In 1972, Douglas W. Thompson, a radioman, and Russell S. Doughten Jr., a filmmaker who cut his teeth on the 1958 classic The Blob, formed Mark IV Pictures and produced A Thief in the Night, the first entry in what would become the homonymous quadrilogy. Thompson directed the film for $68,000, and it went on to gross over $4 million. The film begins, like the Left Behind series, in the middle of a mysterious global event where huge numbers of people have simply disappeared. A young woman, Patty Meyers, searches for her husband, Jeff, who, in the wake of a dramatic snake bite, has recently devoted himself to Jesus. Patty, a more casual Christian — a key distinction in the series and in evangelical eschatology — is forced to survive under an increasingly fascistic one-world-government, U.N.I.T.E., led by the messianic Brother Christopher (the Antichrist). Her harrowing experiences are revealed to be a dream, before a final twist confirms that they’re about to occur in reality. A Distant Thunder (1978), continues Patty’s story, with the protagonist imprisoned and awaiting execution by U.N.I.T.E.. One of her fellow prisoners implores her to share her experiences, and a flashback shows Patty desperately struggling to survive in the barren countryside without accepting the mark of the beast.
In a surprising pivot, Image of the Beast (1981) turns its attention to David Michaels (played with excessive gravitas by William Wellman Jr., son of the famed director), a devout Christian and gifted computer programmer. Michaels attempts to create a counterfeit mark in order to circumvent U.N.I.T.E.’s brutal regime. Approaching the film’s climax, the programmer, traveling with a woman named Kathy and her son, takes refuge in a Night of the Living Dead-esque farmhouse. There, Michaels encounters the Reverend Matthew Turner (Russell S. Doughten Jr.), who, using copious charts and graphs, explains the biblical horrors that the upcoming Tribulation will bring. Michael and Kathy eventually create the counterfeit mark with the help of a pamphlet Kathy purchased at a grocery store years earlier entitled “Computer Prophecies.”

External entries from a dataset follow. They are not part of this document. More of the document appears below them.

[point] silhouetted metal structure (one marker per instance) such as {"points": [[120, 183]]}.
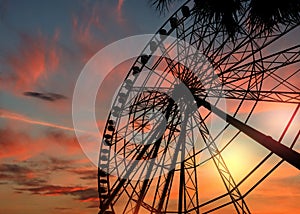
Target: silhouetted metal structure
{"points": [[253, 68]]}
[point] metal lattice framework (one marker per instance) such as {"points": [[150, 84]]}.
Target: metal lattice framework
{"points": [[253, 71]]}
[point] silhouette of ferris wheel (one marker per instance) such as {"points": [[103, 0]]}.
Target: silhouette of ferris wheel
{"points": [[162, 117]]}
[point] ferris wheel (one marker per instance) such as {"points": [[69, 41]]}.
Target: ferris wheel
{"points": [[182, 118]]}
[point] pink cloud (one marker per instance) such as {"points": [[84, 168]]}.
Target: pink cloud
{"points": [[35, 58]]}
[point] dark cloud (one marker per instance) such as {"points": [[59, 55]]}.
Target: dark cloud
{"points": [[45, 96], [80, 193]]}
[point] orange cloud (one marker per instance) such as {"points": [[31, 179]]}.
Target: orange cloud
{"points": [[35, 57], [19, 117]]}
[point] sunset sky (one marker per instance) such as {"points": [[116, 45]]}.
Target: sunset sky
{"points": [[43, 48]]}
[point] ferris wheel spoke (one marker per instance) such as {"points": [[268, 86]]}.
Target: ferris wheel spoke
{"points": [[236, 197], [289, 155], [266, 64], [266, 96]]}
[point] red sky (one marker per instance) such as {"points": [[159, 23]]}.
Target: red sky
{"points": [[43, 169]]}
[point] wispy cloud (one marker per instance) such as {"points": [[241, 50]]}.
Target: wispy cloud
{"points": [[22, 118], [84, 194], [35, 58], [45, 96]]}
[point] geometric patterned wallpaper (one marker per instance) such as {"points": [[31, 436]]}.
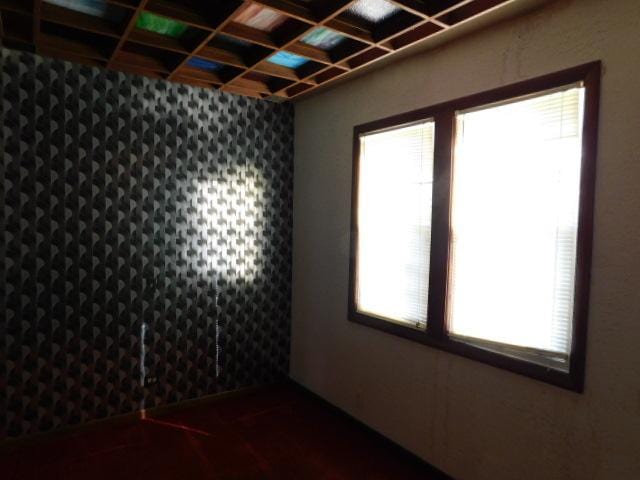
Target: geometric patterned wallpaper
{"points": [[146, 242]]}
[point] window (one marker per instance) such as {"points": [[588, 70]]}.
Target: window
{"points": [[394, 212], [472, 224]]}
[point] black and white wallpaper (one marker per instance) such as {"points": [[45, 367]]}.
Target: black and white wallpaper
{"points": [[146, 242]]}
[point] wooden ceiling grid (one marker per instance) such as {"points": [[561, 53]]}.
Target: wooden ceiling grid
{"points": [[118, 43]]}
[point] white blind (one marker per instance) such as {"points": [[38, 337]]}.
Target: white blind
{"points": [[394, 223], [516, 179]]}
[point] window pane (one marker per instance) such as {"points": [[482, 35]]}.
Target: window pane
{"points": [[394, 223], [516, 179]]}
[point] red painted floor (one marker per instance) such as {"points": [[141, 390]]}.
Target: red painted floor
{"points": [[279, 433]]}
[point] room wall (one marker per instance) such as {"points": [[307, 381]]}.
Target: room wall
{"points": [[469, 419], [146, 247]]}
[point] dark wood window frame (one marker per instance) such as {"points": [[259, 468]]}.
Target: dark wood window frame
{"points": [[444, 115]]}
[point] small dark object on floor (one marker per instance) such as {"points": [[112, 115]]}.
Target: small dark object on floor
{"points": [[277, 433]]}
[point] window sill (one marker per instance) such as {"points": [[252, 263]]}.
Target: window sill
{"points": [[572, 380]]}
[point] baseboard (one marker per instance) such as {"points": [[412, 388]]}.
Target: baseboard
{"points": [[435, 472], [125, 418]]}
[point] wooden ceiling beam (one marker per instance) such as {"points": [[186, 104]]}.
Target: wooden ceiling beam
{"points": [[80, 38]]}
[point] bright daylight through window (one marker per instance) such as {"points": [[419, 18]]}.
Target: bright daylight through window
{"points": [[472, 224], [394, 220], [514, 223]]}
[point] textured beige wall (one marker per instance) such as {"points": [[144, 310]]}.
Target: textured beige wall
{"points": [[467, 418]]}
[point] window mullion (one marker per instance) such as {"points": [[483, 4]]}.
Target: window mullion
{"points": [[443, 158]]}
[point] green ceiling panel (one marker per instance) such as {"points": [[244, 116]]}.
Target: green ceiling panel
{"points": [[161, 25]]}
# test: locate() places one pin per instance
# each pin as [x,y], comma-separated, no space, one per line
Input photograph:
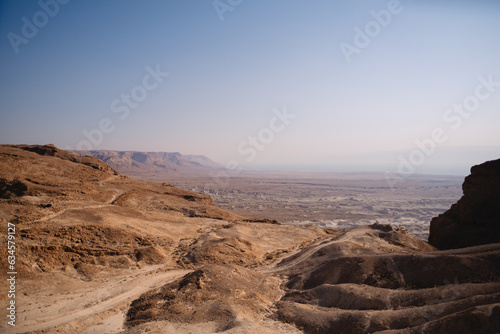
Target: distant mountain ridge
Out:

Prodigal Planet begins exactly where Image leaves off, showing a captured Michaels facing the guillotine. He escapes after a nuclear explosion, and the film chronicles his travels through a post-apocalyptic wasteland filled with mutants and soldiers of the Antichrist. Michaels’ goal is to hack the mainframe of U.N.I.T.E.’s computer in order to stay out of the government’s hands as Jesus’s return draws near.
While the first two Thief films feel like a mixture of 70s exploitation and educational fare, Prodigal Planet, with its barren landscapes and episodic, survival horror structure, is closer to Dawn of the Dead and Night of the Comet. The series is rare in its tonal and material scope, moving from the quaint ineptitude of regional low-budget filmmaking to plausible, dystopian genre film in the vein of The Omega Man.
As silly as these films tend to be, there are moments that are surprisingly effective. Memorably, in A Thief in the Night, a Shaggs-esque band performs “I Wish We’d All Been Ready,” a song written by Christian rock megastar Larry Norman. Lamenting the tragedy of being caught unprepared when the Rapture comes, they sing: “There's no time to change your mind / How could you have been so blind / The father spoke, the demons dined / The son has come and you've been left behind.” Though laughable, the sincerity of the lyrics and the earnestness of the performance create a chilling effect.